Screenshot of Wadada Leo Smith and Amina Claudine Myers at their Roulette performance (from the YouTube video of the event)
Yesterday evening I had my dinner while watching a livestream broadcast, now available for viewing on YouTube, from the Roulette Intermedium in Brooklyn, New York. The performance was by the duo of trumpeter/composer Wadada Leo Smith with Amina Claudine Myers on piano. The program consisted of five pieces they had selected from their duo album, which was released this past May: Central Park’s Mosaics of Reservoir, Lake, Paths and Garden.

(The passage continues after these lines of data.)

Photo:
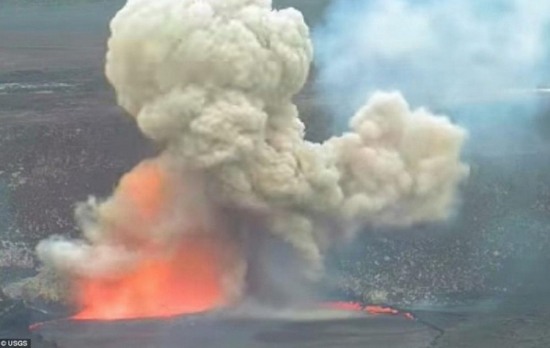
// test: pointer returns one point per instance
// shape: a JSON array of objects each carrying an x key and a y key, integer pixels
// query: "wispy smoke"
[
  {"x": 213, "y": 81},
  {"x": 440, "y": 53}
]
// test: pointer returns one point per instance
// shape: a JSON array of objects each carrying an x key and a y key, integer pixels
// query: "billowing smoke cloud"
[
  {"x": 440, "y": 53},
  {"x": 213, "y": 81}
]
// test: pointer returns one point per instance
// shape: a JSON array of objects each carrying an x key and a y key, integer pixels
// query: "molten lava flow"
[
  {"x": 177, "y": 275},
  {"x": 373, "y": 310},
  {"x": 189, "y": 281}
]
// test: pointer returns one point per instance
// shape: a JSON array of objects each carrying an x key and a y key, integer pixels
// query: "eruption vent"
[{"x": 213, "y": 82}]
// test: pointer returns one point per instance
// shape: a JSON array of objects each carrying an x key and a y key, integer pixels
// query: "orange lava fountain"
[
  {"x": 188, "y": 281},
  {"x": 186, "y": 278}
]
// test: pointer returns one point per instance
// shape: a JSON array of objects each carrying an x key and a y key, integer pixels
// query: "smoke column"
[
  {"x": 482, "y": 61},
  {"x": 212, "y": 81}
]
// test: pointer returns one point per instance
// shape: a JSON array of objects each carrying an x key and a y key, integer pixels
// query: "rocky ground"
[{"x": 62, "y": 138}]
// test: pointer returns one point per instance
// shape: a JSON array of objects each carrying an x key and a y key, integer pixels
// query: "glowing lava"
[
  {"x": 168, "y": 277},
  {"x": 189, "y": 281}
]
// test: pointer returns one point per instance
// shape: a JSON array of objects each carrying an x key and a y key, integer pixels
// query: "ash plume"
[{"x": 213, "y": 81}]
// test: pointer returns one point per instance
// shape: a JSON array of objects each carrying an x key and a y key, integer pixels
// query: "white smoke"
[{"x": 213, "y": 81}]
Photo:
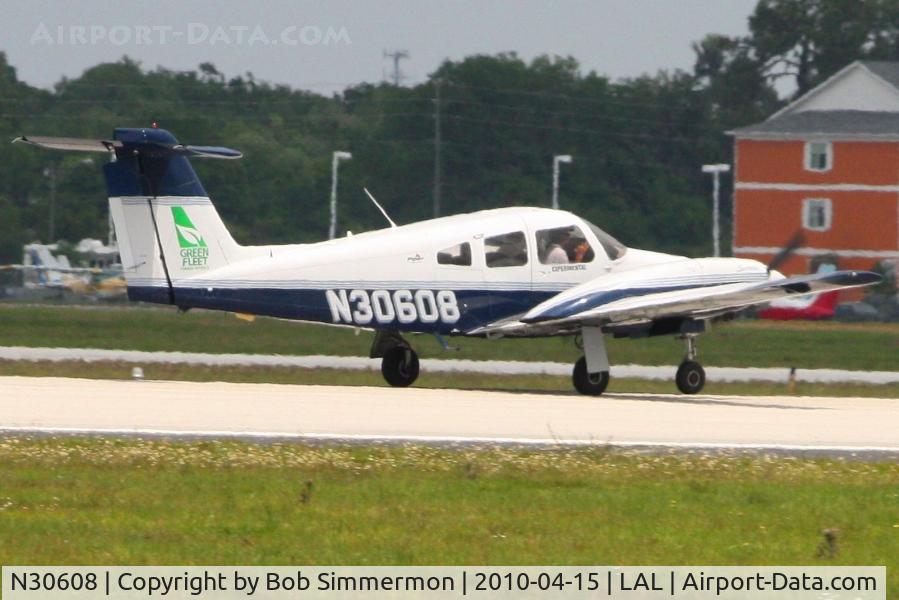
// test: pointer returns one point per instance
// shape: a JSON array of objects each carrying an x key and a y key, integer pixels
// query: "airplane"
[
  {"x": 493, "y": 273},
  {"x": 42, "y": 269},
  {"x": 811, "y": 307}
]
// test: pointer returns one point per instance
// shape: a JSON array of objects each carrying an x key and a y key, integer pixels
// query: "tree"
[{"x": 809, "y": 40}]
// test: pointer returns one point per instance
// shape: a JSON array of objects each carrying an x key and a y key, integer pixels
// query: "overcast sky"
[{"x": 325, "y": 46}]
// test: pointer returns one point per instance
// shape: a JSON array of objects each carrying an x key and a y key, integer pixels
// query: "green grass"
[
  {"x": 102, "y": 501},
  {"x": 741, "y": 343},
  {"x": 471, "y": 381}
]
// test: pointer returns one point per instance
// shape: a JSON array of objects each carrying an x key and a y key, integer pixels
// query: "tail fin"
[{"x": 166, "y": 226}]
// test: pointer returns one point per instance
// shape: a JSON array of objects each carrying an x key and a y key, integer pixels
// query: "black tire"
[
  {"x": 589, "y": 384},
  {"x": 690, "y": 377},
  {"x": 400, "y": 366}
]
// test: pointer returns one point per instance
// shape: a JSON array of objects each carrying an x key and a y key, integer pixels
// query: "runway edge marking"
[{"x": 506, "y": 441}]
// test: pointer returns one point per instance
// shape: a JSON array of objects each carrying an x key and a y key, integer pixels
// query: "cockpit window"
[
  {"x": 613, "y": 247},
  {"x": 562, "y": 245},
  {"x": 506, "y": 250},
  {"x": 460, "y": 255}
]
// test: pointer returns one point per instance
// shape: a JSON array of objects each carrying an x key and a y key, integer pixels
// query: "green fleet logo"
[{"x": 194, "y": 252}]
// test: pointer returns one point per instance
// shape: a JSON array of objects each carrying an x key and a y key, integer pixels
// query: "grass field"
[
  {"x": 741, "y": 343},
  {"x": 76, "y": 501}
]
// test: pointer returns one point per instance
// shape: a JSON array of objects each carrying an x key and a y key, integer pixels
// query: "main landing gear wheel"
[
  {"x": 589, "y": 384},
  {"x": 399, "y": 366},
  {"x": 690, "y": 377}
]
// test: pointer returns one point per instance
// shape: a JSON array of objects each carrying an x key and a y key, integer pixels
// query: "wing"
[{"x": 594, "y": 304}]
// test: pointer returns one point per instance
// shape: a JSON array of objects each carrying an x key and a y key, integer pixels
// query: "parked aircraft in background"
[
  {"x": 515, "y": 272},
  {"x": 41, "y": 268},
  {"x": 811, "y": 307}
]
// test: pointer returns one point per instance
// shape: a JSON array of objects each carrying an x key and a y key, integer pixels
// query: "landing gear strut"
[
  {"x": 399, "y": 362},
  {"x": 591, "y": 372},
  {"x": 690, "y": 376},
  {"x": 589, "y": 384}
]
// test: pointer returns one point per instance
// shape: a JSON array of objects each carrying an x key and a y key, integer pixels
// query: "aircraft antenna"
[{"x": 381, "y": 208}]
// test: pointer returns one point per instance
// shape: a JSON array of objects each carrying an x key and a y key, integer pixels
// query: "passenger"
[
  {"x": 582, "y": 250},
  {"x": 556, "y": 254}
]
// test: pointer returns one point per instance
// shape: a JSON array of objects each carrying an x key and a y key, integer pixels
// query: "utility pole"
[
  {"x": 50, "y": 173},
  {"x": 558, "y": 158},
  {"x": 437, "y": 165},
  {"x": 716, "y": 170},
  {"x": 397, "y": 55},
  {"x": 335, "y": 160}
]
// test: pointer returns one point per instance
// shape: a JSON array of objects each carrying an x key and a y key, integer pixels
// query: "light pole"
[
  {"x": 558, "y": 158},
  {"x": 716, "y": 170},
  {"x": 335, "y": 160}
]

The prevailing rhetoric was one of quietude. Those familiar with the venue know that Central Park, situated in the middle of Manhattan, is a very large space, which tends to allow for a generous diversity of activities, some of which (as we know from the music of Charles Ives) can be quite raucous. On the other hand, the Mosaics movements all amounted to “reflections in quietude” on the space itself. Both of the performers seemed to be playing from sheet music, suggesting that each movement was through-composed with little, if any, opportunities for improvisation. In that respect, each movement was conceived as a journey through composed details that would evoke the variety of aspects of the physical space.
From a personal point of view, I have to say that, at a time when media seem to be attacking me with “noises of folly” from all sides, I could appreciate how Smith and Myers could deliver a calming account of the different aspects of quietude that Central Park can afford when we are disposed to recognize them.